Thanks—that was really helpful! The 4x rule of thumb you mentioned makes sense and is good to know. We may contact you about collaborating; we’re probably not yet at the stage where we’ll be making this decision, but we’ll keep you posted! And your “nudging” suggestion makes sense, especially in light of what Ryan Carey said about people hating choosing between charities.
I did find one thing you said a bit odd, which is that veterans’ charities strike you as political. To me they seem fairly apolitical, as people all across the political spectrum support veterans (even if Republicans tend to feel more positively). I don’t think a Democrat would feel negatively about someone donating to a veterans’ charity. But I’m curious whether other people think veterans’ charities are political. (Because I do think that we will ultimately need to make a concerted effort to appeal to Republicans, and this feels to me like a way to do that without alienating Democrats.)
Re veterans’ charities:
I don’t have a strong opinion on this, because my experiences are more based on the UK than the US, which may be different.
However if your intuition said that veterans charities are more likely to appeal to Republicans than Democrats, Democrats might have the same intuition
What I can say is that veterans’ charities (certainly in the UK, and probably in the US too) are rich with organisations whose impact enormously underperforms AMF. By several orders of magnitude.

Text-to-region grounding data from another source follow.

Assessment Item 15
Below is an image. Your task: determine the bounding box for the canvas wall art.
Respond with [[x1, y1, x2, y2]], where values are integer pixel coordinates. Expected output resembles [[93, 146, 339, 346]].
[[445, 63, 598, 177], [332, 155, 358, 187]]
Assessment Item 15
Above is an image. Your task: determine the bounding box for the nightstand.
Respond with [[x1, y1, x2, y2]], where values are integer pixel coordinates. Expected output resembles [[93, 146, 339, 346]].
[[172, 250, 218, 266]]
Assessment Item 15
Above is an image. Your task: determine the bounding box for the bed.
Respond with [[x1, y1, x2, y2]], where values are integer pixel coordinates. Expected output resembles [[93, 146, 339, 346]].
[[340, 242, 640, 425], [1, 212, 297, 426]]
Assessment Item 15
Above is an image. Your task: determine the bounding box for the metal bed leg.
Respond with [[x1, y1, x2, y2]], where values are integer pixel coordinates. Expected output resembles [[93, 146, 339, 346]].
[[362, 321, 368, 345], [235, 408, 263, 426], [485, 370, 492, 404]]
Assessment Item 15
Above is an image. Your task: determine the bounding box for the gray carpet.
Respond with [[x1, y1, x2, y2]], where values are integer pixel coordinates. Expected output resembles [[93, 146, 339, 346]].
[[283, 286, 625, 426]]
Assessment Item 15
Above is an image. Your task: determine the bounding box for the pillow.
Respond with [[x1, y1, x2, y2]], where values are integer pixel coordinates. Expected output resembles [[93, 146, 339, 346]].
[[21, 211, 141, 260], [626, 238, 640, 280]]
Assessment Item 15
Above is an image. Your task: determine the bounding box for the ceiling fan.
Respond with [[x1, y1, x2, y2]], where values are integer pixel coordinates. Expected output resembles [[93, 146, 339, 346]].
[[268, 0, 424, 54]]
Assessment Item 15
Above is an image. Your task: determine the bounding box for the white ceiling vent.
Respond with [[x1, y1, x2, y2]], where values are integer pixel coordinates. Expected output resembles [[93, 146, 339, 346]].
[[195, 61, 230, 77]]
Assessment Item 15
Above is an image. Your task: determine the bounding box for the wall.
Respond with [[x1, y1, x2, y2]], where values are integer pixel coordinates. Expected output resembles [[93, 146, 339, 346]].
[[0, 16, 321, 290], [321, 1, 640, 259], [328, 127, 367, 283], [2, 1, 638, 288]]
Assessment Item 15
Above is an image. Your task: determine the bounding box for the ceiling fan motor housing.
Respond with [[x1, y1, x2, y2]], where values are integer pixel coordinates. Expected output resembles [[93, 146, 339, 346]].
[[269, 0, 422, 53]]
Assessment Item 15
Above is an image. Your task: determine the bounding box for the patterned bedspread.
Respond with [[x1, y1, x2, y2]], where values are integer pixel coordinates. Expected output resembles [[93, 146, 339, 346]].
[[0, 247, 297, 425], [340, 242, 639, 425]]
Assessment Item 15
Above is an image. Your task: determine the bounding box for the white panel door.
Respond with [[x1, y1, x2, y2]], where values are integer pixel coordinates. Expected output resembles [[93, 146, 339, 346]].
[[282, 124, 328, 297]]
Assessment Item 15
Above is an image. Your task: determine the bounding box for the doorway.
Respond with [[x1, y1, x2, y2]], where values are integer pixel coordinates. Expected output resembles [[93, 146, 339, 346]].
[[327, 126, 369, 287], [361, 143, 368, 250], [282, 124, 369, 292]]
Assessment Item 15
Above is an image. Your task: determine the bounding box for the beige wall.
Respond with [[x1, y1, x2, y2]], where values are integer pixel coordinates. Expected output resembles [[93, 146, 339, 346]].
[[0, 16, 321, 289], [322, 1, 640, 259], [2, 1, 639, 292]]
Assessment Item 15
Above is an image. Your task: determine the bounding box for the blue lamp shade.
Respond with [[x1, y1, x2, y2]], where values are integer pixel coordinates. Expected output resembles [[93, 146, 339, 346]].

So if you did decide to include a veterans’ charity, you would need a really good reason.
And if you need someone to assess the charities you’re considering, let me know—I can get someone from the SoGive analysis team to take a look.
Thanks. Basically the way I’m thinking about this in my head is: we have some effective charities, and some charities that are meant to encourage people to participate. If we end up getting 10 million in donations, only a quarter of which goes to effective charities, I think that would be a bigger success than getting 1 million in donations, all of which goes to effective charities. I’m thinking about the most effective way to get the platform off the ground, because if it doesn’t get off the ground then no money will be sent to charities anyway, and at least my intuition is that it may be helpful to have some charities that are not effective but appealing. (On the other hand, what some people have said about people not wanting to choose between charities and being okay with whatever has made me update against this.) Do you think this strategy would be misguided?
I would find it extremely surprising if compromising on charity choice led to you getting 10x more donations. Based on past experience, I’d surprised if it got you 10% more donations.
Many people would express preferences about where to donate if asked if they have preferences. However if they are going through a donation UX, every time they have one fewer click it’s a win for them, and very few donors have preferences strong enough to overcome their desire for a clean UX. (I think this is intuitive for many non-EA people).
Hence my recommendation to focus on just one charity (or basket of high impact charities), but allow users the option to donate to anything if they don’t like the default choice.